Israeli Official Confirms "Gaza Laboratory" Hypothesis re:Iran

The news analysis site Antiwar has provided us with the following report in which an Israeli official confirms that Israel is using Gaza as a laboratory for testing hypotheses about Iran.

After ordering a cameraman to turn off his camera, Israeli
Ambassador to Australia Yuval Rotem engaged in a very frank discussion
about the recent Israeli war in the Gaza Strip, calling it “a preintroduction” to an attack on Iran that Israel apparently expects within the year.


Before the camera was turned off, Ambassador Rotem said “the best
thing to do is to have a very open dialogue if there are no reporters
or journalists here,” adding “I am far more reserved in the way I am
saying my things (on camera).” Unbeknownst to him however Sarah Cummings,
a reporter for Australia’s Seven News service, was actually in
attendance at the meeting after having been “accidentally” invited.
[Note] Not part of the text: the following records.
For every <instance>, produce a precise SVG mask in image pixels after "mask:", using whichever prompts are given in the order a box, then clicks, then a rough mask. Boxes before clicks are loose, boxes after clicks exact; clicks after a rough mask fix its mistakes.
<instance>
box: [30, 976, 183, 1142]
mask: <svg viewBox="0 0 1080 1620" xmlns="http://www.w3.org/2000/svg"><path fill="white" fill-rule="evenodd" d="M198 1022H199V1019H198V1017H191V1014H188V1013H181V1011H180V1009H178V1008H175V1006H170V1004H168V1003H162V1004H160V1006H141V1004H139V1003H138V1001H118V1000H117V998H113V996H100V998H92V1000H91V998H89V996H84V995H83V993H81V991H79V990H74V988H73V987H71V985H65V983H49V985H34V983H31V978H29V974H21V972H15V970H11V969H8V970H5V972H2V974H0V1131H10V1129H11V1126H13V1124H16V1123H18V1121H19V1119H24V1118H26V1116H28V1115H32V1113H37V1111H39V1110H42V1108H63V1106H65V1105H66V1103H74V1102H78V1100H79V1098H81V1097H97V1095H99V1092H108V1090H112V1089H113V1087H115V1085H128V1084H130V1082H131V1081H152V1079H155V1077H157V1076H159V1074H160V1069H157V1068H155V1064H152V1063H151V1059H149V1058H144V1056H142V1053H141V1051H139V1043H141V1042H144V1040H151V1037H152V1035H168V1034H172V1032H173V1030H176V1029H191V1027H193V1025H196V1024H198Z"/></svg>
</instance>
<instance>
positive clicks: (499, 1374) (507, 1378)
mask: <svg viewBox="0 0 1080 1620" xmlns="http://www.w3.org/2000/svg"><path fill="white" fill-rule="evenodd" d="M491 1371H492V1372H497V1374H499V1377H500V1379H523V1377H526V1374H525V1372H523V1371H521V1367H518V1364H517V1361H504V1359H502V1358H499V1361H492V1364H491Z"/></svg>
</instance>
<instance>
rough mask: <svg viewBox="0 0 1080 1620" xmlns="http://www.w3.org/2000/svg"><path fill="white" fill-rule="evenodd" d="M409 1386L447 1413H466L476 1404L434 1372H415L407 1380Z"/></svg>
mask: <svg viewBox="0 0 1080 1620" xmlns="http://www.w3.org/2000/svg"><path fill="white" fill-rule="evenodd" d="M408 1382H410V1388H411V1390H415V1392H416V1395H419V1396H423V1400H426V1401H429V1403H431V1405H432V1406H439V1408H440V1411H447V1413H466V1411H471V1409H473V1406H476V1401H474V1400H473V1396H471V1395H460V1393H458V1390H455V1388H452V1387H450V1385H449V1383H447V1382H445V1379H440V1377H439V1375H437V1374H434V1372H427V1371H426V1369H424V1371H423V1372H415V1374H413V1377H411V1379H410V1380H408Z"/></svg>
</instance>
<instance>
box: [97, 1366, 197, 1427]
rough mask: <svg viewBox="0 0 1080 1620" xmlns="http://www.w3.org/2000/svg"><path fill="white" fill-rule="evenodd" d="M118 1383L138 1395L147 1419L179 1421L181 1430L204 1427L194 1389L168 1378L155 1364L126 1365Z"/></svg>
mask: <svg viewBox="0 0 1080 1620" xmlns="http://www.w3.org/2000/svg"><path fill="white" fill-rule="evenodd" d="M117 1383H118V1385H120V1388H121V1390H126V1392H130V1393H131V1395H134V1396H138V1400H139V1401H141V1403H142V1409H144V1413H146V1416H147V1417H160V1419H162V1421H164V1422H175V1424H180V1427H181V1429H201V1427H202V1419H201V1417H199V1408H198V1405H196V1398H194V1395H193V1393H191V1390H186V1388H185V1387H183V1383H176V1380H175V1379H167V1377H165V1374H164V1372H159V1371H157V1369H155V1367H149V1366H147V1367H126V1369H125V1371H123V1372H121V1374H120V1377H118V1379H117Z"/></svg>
Israel has repeatedly threatened to attack Iran, and while its officials have repeatedly attempted to tie the Iranian government to its war on the Gaza Strip
this is the first time one of their officials has publicly (if
inadvertently so) suggested that the attack on the strip was a warm-up
to its long talked about attack on Iran.[emphasis in original]
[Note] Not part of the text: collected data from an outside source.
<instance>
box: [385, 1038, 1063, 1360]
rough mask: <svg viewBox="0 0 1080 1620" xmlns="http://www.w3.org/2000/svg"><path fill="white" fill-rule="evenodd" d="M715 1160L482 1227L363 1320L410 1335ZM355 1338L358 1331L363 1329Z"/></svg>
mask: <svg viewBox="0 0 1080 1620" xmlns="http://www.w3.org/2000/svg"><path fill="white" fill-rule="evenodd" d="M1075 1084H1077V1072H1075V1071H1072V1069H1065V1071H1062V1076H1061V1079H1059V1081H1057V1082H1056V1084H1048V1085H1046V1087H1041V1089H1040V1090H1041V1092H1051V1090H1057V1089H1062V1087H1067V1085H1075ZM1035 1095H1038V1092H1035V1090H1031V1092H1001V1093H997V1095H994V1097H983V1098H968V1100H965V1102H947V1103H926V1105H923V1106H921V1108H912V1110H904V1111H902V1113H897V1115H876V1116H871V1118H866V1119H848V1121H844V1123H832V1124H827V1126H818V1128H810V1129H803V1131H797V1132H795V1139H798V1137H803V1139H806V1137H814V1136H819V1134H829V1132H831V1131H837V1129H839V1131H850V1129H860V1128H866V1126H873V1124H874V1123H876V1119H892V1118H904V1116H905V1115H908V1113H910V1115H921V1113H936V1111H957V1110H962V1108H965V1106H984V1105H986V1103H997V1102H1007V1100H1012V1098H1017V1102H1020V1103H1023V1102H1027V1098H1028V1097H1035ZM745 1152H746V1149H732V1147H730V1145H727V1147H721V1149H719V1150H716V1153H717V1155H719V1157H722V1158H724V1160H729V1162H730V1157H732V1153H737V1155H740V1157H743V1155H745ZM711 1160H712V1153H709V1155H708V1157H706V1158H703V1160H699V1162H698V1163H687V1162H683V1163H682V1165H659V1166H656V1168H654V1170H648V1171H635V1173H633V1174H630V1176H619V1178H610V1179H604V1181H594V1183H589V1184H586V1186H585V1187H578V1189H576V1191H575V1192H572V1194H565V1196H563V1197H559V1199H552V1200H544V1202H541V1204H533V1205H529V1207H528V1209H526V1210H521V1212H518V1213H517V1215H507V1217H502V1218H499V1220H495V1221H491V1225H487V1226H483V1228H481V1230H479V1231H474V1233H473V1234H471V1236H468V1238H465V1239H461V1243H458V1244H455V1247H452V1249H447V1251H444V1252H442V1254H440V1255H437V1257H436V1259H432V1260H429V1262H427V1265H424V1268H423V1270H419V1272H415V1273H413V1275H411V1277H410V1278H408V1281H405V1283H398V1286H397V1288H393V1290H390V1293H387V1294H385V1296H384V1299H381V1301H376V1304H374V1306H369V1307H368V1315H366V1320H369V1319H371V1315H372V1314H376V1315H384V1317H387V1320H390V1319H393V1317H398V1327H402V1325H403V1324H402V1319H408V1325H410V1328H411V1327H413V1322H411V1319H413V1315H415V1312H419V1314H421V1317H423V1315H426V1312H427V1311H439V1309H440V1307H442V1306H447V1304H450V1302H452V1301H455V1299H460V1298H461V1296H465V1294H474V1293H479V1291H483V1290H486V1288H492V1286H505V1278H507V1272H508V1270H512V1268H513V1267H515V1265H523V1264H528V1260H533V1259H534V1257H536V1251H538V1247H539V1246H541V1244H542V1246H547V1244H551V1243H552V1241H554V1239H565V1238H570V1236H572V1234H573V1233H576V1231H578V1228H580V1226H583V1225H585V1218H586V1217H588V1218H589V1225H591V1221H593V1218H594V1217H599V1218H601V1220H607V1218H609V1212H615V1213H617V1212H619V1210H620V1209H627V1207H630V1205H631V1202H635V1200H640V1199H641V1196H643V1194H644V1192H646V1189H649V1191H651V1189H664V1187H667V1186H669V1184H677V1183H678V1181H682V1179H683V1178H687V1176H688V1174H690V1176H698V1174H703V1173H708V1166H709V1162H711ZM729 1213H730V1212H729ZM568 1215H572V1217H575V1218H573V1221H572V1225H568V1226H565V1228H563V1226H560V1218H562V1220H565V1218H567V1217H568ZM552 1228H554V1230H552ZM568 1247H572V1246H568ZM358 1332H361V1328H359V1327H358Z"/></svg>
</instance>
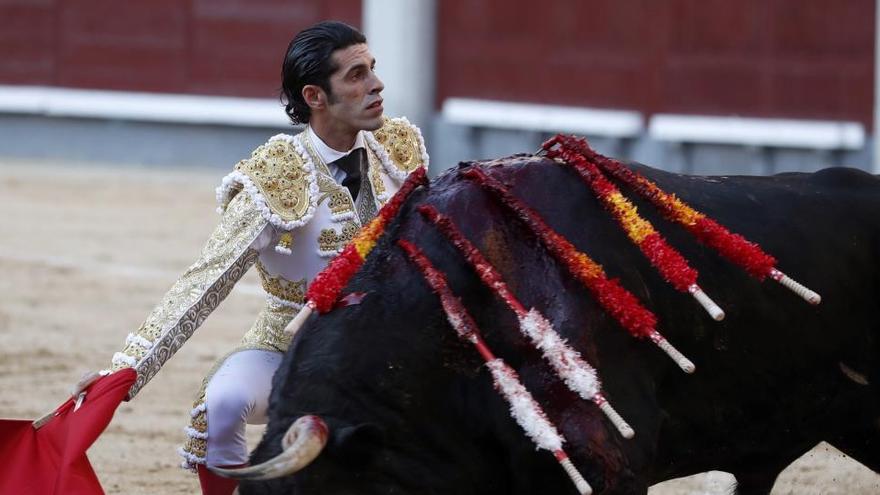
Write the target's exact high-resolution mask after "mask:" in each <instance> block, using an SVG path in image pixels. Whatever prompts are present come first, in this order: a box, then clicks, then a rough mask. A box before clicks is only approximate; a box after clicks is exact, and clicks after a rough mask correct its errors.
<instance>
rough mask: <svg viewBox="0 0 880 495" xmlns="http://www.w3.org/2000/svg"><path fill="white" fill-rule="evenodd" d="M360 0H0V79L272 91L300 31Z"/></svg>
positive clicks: (353, 16)
mask: <svg viewBox="0 0 880 495" xmlns="http://www.w3.org/2000/svg"><path fill="white" fill-rule="evenodd" d="M360 18H361V6H360V1H359V0H334V1H333V2H323V1H321V0H297V1H292V0H126V1H125V2H120V1H118V0H0V54H2V56H0V83H7V84H10V83H11V84H46V85H58V86H67V87H81V88H101V89H117V90H130V91H155V92H171V93H202V94H219V95H238V96H259V97H274V96H276V95H277V94H278V88H279V86H280V73H281V61H282V60H283V58H284V54H285V49H286V48H287V44H288V43H289V42H290V39H291V38H292V37H293V35H294V34H296V32H298V31H299V30H301V29H303V28H305V27H308V26H309V25H311V24H314V23H315V22H318V21H320V20H323V19H340V20H343V21H345V22H348V23H350V24H353V25H355V26H358V25H359V24H360Z"/></svg>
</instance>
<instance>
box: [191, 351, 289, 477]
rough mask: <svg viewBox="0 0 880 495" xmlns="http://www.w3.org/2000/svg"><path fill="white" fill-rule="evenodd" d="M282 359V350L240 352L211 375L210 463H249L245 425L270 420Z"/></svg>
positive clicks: (238, 352) (240, 463) (207, 440)
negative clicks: (277, 369)
mask: <svg viewBox="0 0 880 495" xmlns="http://www.w3.org/2000/svg"><path fill="white" fill-rule="evenodd" d="M281 358H282V354H281V353H280V352H273V351H262V350H245V351H239V352H236V353H234V354H232V355H231V356H229V357H228V358H226V360H225V361H223V364H222V365H221V366H220V368H219V369H218V370H217V372H216V373H214V376H212V377H211V381H210V382H208V388H207V389H206V390H205V408H206V411H205V412H206V414H207V418H208V432H207V433H208V439H207V448H206V454H207V455H206V463H207V464H208V466H211V467H216V466H232V465H237V464H244V463H246V462H247V460H248V446H247V437H246V436H245V425H247V424H252V425H254V424H256V425H260V424H266V423H267V422H268V420H269V418H268V415H267V413H268V409H269V392H270V391H271V390H272V376H273V375H274V374H275V370H276V369H278V365H279V364H281Z"/></svg>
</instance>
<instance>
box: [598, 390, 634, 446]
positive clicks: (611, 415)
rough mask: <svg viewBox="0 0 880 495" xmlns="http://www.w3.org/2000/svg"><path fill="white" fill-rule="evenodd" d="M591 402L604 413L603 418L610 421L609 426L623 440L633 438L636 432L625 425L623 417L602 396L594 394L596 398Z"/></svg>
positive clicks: (608, 402) (629, 426) (604, 398)
mask: <svg viewBox="0 0 880 495" xmlns="http://www.w3.org/2000/svg"><path fill="white" fill-rule="evenodd" d="M593 402H595V403H596V405H597V406H599V409H600V410H601V411H602V412H603V413H605V417H607V418H608V420H609V421H611V424H613V425H614V427H615V428H617V431H619V432H620V434H621V436H623V438H632V437H634V436H635V434H636V432H635V430H633V429H632V426H630V425H629V423H627V422H626V420H624V419H623V417H621V415H620V414H619V413H618V412H617V411H616V410H615V409H614V408H613V407H611V404H610V403H609V402H608V400H607V399H605V397H604V396H602V394H596V396H595V397H593Z"/></svg>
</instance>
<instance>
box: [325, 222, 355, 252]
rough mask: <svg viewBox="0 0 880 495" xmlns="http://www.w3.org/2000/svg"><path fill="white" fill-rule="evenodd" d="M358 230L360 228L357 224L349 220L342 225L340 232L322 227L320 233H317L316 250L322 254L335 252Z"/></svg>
mask: <svg viewBox="0 0 880 495" xmlns="http://www.w3.org/2000/svg"><path fill="white" fill-rule="evenodd" d="M358 230H360V228H359V227H358V224H357V223H356V222H354V221H351V220H348V221H346V222H345V223H344V224H343V225H342V232H341V233H340V232H336V230H334V229H322V230H321V234H320V235H318V250H319V251H320V252H321V253H322V254H330V253H336V252H337V251H339V250H340V249H342V248H344V247H345V245H346V244H348V243H349V242H351V240H352V239H354V236H355V235H357V233H358Z"/></svg>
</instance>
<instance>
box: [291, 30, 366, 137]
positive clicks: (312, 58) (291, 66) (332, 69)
mask: <svg viewBox="0 0 880 495" xmlns="http://www.w3.org/2000/svg"><path fill="white" fill-rule="evenodd" d="M366 42H367V38H366V37H365V36H364V35H363V33H361V32H360V31H358V30H357V29H355V28H353V27H351V26H349V25H348V24H345V23H344V22H339V21H324V22H319V23H318V24H315V25H314V26H312V27H310V28H307V29H304V30H302V31H300V32H299V33H298V34H297V35H296V36H294V38H293V40H291V42H290V44H289V45H287V53H286V55H285V56H284V63H283V64H282V65H281V101H282V102H284V103H285V104H286V106H285V109H284V111H285V112H286V113H287V116H288V117H290V120H291V122H293V123H294V124H306V123H308V122H309V118H311V115H312V111H311V109H310V108H309V106H308V105H306V102H305V100H304V99H303V97H302V89H303V87H304V86H306V85H307V84H314V85H316V86H319V87H320V88H321V89H323V90H324V91H325V92H327V95H328V96H330V95H331V91H330V76H331V75H332V74H333V73H334V72H336V70H337V69H338V68H339V67H336V66H335V64H334V63H333V61H332V60H331V59H330V56H331V55H332V54H333V52H334V51H336V50H341V49H343V48H348V47H349V46H351V45H357V44H360V43H366Z"/></svg>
Whether or not one is shocked at the idea that Israel truly wants to
attack Iran, one should certainly be shocked at the implication that
whatever happens in Gaza is seen by any official as a logical
"preintroduction" to doing something related to Iran. Tiny, helpless, open-air prison Gaza could hardly be more different from the emerging regional power of 70,000,000 people that is Iran.

But there are important similarities.

Threatening Israel.    Israelis who see all independent Mideastern entities as a threat (and evidently many Israelis do) equate desperate Gazans with the distant Persians who have recently been so empowered by the American neo-con adventure in Iraq. The great care taken by Iran during Israel's recent military campaign in Gaza to avoid doing anything provocative of course fell on deaf ears.
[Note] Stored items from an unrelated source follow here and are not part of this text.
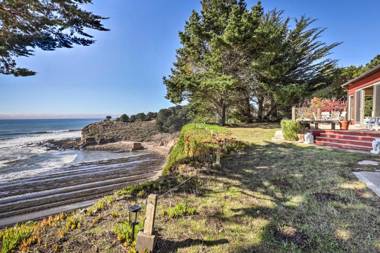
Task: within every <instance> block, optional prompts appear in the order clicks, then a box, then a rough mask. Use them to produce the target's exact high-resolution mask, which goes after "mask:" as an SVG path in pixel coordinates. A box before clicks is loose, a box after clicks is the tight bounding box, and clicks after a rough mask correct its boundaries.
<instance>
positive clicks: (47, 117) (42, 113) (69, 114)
mask: <svg viewBox="0 0 380 253" xmlns="http://www.w3.org/2000/svg"><path fill="white" fill-rule="evenodd" d="M107 115H110V116H112V117H113V118H114V117H118V114H105V113H104V114H102V113H99V114H88V113H83V114H82V113H78V114H69V113H67V114H50V113H30V114H29V113H0V120H6V119H8V120H11V119H102V118H105V117H106V116H107Z"/></svg>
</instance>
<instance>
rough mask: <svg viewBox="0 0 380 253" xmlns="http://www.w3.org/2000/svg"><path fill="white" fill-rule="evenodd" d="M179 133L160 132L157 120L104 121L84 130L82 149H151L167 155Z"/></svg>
mask: <svg viewBox="0 0 380 253" xmlns="http://www.w3.org/2000/svg"><path fill="white" fill-rule="evenodd" d="M177 135H178V133H163V132H161V131H159V128H158V126H157V123H156V120H150V121H135V122H128V123H125V122H120V121H111V120H104V121H100V122H96V123H93V124H90V125H88V126H86V127H84V128H83V129H82V134H81V141H80V143H81V147H82V148H85V149H87V150H101V151H104V150H108V151H133V150H140V149H149V150H152V151H155V152H159V153H161V154H167V153H168V151H169V149H170V147H171V146H172V145H173V144H174V142H175V139H176V137H177Z"/></svg>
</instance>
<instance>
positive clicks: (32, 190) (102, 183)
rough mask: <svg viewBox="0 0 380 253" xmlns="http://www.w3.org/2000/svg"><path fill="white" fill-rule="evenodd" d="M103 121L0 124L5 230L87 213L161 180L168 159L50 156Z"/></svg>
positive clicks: (26, 121) (6, 123)
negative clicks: (113, 194)
mask: <svg viewBox="0 0 380 253" xmlns="http://www.w3.org/2000/svg"><path fill="white" fill-rule="evenodd" d="M95 121H97V120H95V119H94V120H89V119H57V120H50V119H49V120H47V119H46V120H45V119H44V120H0V228H1V227H4V226H8V225H11V224H15V223H18V222H22V221H26V220H30V219H39V218H42V217H45V216H48V215H52V214H56V213H60V212H64V211H70V210H73V209H77V208H83V207H86V206H89V205H91V204H93V203H94V202H95V201H96V200H97V199H99V198H101V197H102V196H104V195H106V194H110V193H112V192H113V191H114V190H117V189H120V188H123V187H126V186H128V185H130V184H132V183H139V182H144V181H146V180H149V179H150V178H152V177H155V176H156V174H157V173H158V172H159V171H160V170H161V166H162V164H163V162H164V158H163V157H161V156H160V155H158V154H156V153H152V152H149V151H136V152H109V151H86V150H49V149H48V148H46V147H45V146H44V145H41V143H42V142H45V141H47V140H50V139H54V140H61V139H68V138H78V137H80V130H81V128H83V127H84V126H86V125H88V124H90V123H92V122H95Z"/></svg>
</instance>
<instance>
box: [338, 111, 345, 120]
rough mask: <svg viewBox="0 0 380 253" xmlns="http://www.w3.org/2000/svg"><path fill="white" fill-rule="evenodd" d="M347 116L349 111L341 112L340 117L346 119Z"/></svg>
mask: <svg viewBox="0 0 380 253" xmlns="http://www.w3.org/2000/svg"><path fill="white" fill-rule="evenodd" d="M346 117H347V112H342V113H341V114H340V118H339V119H341V120H344V119H346Z"/></svg>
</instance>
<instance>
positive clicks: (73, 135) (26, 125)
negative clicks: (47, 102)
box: [0, 119, 120, 183]
mask: <svg viewBox="0 0 380 253" xmlns="http://www.w3.org/2000/svg"><path fill="white" fill-rule="evenodd" d="M96 121H98V119H30V120H24V119H23V120H0V183H1V182H4V181H9V180H13V179H19V178H25V177H31V176H34V175H37V174H41V173H45V172H48V171H50V170H53V169H57V168H60V167H63V166H67V165H70V164H75V163H81V162H88V161H96V160H104V159H113V158H118V157H119V156H120V154H119V155H118V154H115V153H108V152H85V151H79V150H66V151H57V150H50V151H49V150H47V149H46V148H45V147H43V146H41V145H40V143H42V142H44V141H47V140H51V139H53V140H62V139H70V138H79V137H80V135H81V133H80V130H81V129H82V128H83V127H84V126H86V125H88V124H90V123H93V122H96Z"/></svg>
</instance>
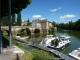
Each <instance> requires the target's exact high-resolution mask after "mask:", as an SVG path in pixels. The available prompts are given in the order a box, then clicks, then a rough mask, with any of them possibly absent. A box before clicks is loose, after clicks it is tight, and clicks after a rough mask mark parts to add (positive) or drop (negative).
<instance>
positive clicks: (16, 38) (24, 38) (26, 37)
mask: <svg viewBox="0 0 80 60" xmlns="http://www.w3.org/2000/svg"><path fill="white" fill-rule="evenodd" d="M15 38H16V39H21V40H25V39H27V38H29V36H25V37H20V36H16V37H15Z"/></svg>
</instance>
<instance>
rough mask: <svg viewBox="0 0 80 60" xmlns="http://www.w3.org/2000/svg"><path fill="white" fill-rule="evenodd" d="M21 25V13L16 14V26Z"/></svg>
mask: <svg viewBox="0 0 80 60" xmlns="http://www.w3.org/2000/svg"><path fill="white" fill-rule="evenodd" d="M21 23H22V19H21V12H19V13H18V17H17V25H18V26H21Z"/></svg>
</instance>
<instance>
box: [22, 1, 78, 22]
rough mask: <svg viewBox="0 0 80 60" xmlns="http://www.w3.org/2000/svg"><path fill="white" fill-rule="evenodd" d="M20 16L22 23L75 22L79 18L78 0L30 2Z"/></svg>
mask: <svg viewBox="0 0 80 60" xmlns="http://www.w3.org/2000/svg"><path fill="white" fill-rule="evenodd" d="M21 15H22V20H23V21H24V20H28V19H29V20H30V21H31V22H32V21H33V20H36V19H47V20H48V21H51V22H52V21H54V22H56V23H67V22H69V21H73V22H75V21H77V20H78V19H79V18H80V0H32V3H31V4H30V5H28V6H27V7H26V8H25V9H23V10H22V12H21Z"/></svg>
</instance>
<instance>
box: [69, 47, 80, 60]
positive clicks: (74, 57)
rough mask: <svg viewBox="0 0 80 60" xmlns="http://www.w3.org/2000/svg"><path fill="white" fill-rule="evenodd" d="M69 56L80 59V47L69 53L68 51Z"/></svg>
mask: <svg viewBox="0 0 80 60" xmlns="http://www.w3.org/2000/svg"><path fill="white" fill-rule="evenodd" d="M69 56H71V57H73V58H75V59H76V60H80V48H78V49H77V50H73V51H72V52H71V53H69Z"/></svg>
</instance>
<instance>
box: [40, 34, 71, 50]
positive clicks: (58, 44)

I do not mean to suggest that these Israelis are wrong: to the degree that Israel remains determined to pursue domination of the Mideast, all Mideastern entities desiring freedom are indeed threats.  When a country pursues a policy of aggression, that policy manufactures threats endlessly. To say that the policy "manufactures" the threats is not to say that the threats, once created, are not real. It is simply to point out that the threats were not preordained. Since threats are easier to provoke than to eliminate, even a sincere change in policy may not suffice to eliminate them. Nevertheless, knowing that one provoked their creation may help to see a potential way out.

Whether or not Hamas or Hezbollah or Iran represents a real military threat to Israel per se or even to Israeli expansionism directed at others is open to argument, but even the rhetorical opposition of these groups to Israeli intentions sends the message that opposition to Israel is a viable stance. So, yes, these groups are certainly at the least political threats to Israeli expansionism and would also be military threats to any Israeli expansionist moves directed at them.

No Israeli politician is going to get up in public and castigate Hamas or Hezbollah or Hamas for preventing Israeli expansion (OK, go ahead and find a quote that proves me wrong!), so they have to claim that these entities represent military threats to Israeli security.

Reminding the World What Israel Is.    Since Israel's claims are so grossly at variance with the reality of its behavior, it is highly embarrassing for Israel to have to endure the criticism that flows endlessly from Hamas, Hezbollah, and Iran. The danger always exists that Americans will eventually awaken and realize what kind of ally they have. So Gaza and Iran are also similar in that they embarrass Israel, sticking endless pins in Israel's infinitely precious aura of victimhood.

Nevertheless, it is still shocking that a person could concentrate so hard on these similarities that he could delude himself into thinking that beating up Gaza would in any way prepare one for beating up Iran.